21. Other weapons and arms, cross-attached to you, should not be misused. Do not use them for purposes for which they were not intended, for example, do not use tank destroyers as assault guns, or armored infantry as tanks, or recon or engineer troops as infantry.
22. Unarmored or lightly armored units attached to you must be protected from any unnecessary losses until they are needed for their own operational tasks, for which reason they were attached to you.
23. Cross-attached units placed under your command are not your servants, but your guests. You are answerable to supply them and share everything they need. Don't just use them on guard duty! In this way they will work better and more loyally for you when you need them. And that will be often!
24. In combined operations with infantry or armored infantry, you must make certain that the arms stick close together; only so can they help each other and achieve success. Which of the two is leading is a secondary matter; what must be known is that it is the intention of the enemy to separate them and that you must prevent this in all circumstances. Your battlecry must be "Protect the Infantry!" and the infantry's battlecry is "Protect the Tanks!"

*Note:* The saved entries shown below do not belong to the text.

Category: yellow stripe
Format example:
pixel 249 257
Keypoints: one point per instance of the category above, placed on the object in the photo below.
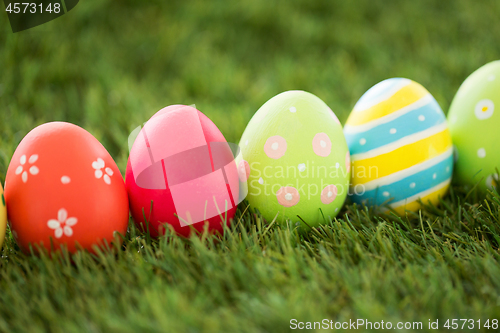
pixel 415 205
pixel 401 158
pixel 405 96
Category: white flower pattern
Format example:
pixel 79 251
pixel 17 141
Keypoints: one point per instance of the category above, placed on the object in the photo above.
pixel 32 170
pixel 106 175
pixel 63 224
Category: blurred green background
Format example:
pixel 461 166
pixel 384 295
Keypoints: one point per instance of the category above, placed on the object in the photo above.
pixel 109 65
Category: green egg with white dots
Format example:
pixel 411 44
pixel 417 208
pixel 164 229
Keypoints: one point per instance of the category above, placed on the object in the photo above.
pixel 474 122
pixel 297 160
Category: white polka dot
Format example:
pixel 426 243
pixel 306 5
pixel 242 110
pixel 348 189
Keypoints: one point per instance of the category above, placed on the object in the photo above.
pixel 34 170
pixel 33 159
pixel 484 109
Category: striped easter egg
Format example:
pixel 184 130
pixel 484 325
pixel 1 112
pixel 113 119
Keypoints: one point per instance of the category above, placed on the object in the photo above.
pixel 401 149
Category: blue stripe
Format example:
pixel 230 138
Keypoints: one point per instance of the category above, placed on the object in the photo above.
pixel 401 189
pixel 405 125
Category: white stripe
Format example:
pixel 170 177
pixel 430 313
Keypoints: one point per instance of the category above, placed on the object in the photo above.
pixel 400 143
pixel 349 129
pixel 373 97
pixel 392 178
pixel 420 195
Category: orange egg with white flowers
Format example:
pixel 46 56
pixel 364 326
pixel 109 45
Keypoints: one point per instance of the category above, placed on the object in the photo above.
pixel 64 189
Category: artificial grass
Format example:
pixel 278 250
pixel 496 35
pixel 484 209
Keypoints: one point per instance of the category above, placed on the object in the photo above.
pixel 108 66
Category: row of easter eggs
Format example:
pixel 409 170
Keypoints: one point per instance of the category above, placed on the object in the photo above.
pixel 294 162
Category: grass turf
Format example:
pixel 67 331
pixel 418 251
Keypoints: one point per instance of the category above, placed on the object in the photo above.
pixel 109 66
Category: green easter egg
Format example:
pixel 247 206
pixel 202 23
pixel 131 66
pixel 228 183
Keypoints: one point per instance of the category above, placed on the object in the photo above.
pixel 474 121
pixel 298 159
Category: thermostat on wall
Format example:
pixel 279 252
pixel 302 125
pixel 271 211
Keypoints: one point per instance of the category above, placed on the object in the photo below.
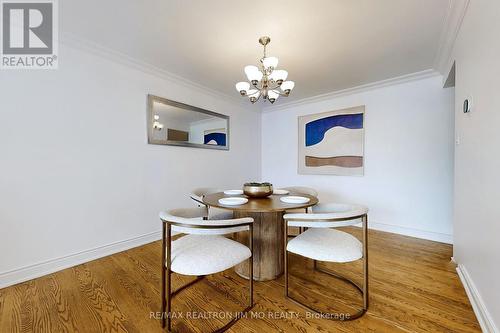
pixel 468 105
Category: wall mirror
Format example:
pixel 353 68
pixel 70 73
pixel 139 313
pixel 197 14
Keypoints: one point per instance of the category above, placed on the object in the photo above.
pixel 178 124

25. You and your soldiers must always concentrate on your combat mission, i.e. "the bridge," and you may not turn aside, for example, to an enemy on your flank, unless he is actually dangerous to the accomplishment of your mission. Then you must attack and destroy him.
26. After a victorious battle; i.e. the seizure of a bridge or the occupation of a village, keep your helmets on. That is to say, prepare for a counterattack which will certainly come, perhaps in a different place than you expect. Later you can collect the spoils of victory.

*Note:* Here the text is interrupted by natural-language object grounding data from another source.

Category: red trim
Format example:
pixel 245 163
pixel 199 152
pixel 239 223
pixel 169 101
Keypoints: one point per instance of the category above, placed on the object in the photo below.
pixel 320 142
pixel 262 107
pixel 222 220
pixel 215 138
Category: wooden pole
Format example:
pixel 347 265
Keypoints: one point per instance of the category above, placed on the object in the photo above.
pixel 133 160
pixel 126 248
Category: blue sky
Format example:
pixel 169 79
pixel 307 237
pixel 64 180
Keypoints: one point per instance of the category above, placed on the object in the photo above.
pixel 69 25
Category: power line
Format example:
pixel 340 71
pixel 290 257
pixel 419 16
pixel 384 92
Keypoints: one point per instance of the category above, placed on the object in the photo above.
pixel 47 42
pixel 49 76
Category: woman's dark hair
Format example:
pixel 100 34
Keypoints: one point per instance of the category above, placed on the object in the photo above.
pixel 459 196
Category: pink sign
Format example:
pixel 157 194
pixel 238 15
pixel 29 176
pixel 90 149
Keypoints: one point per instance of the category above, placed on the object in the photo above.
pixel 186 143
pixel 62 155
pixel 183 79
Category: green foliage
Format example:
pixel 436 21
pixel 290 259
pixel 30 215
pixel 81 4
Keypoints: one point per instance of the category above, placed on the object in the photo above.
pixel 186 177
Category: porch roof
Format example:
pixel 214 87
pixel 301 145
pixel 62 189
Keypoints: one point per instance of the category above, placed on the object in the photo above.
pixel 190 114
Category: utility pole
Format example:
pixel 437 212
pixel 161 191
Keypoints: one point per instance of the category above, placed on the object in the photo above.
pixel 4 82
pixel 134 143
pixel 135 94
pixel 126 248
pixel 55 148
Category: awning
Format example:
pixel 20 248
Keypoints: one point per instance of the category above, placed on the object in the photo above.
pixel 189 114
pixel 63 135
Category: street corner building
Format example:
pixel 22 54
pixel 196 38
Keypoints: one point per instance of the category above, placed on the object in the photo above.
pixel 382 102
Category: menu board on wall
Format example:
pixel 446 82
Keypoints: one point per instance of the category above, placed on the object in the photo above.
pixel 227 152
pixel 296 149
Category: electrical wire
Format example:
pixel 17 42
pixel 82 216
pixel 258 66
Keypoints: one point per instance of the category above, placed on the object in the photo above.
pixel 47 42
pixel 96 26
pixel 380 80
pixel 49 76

27. In a defense or security mission place your tanks so that not only their firepower, but also their shock action can be brought into play. Also, leave only a few tanks in stationary firing positions. Keep most as mobile reserves under cover. Tanks defend aggressively!
28. Against strong enemy resistance, there is no point in continuing to attack. Every failed attack only costs more casualties. Your effort must always be to hold the enemy with only weak forces, in order to use mass of your strength at another, weaker place, breakthrough, and destroy the enemy by surprise attack in the rear or flank.
29. Never forget that your soldiers do not belong to you, but to Germany. Personal glory hunting and senseless dare-deviltry lead only to exceptional cases to success, but always cost blood. In battle against the Soviet- Russians you must temper your courage with your judgement, your cunning, your instincts and your tactical ability. Only then will you have the prerequisites to be victorious in battle and only then will your soldiers look on you with loyalty and respect and always stand by you in untiring combat readiness.
30. The panzer division in modern warfare today holds the former place of cavalry as the decisive arm of combat. Tank officers must carry on in the tradition of the cavalry, take up its aggressive spirit on behalf of the Panzer arm. Therefore take note, as a basic combat principle, of Marshall Blucher's motto, "FORWARD AND THROUGH!" (but with intelligence).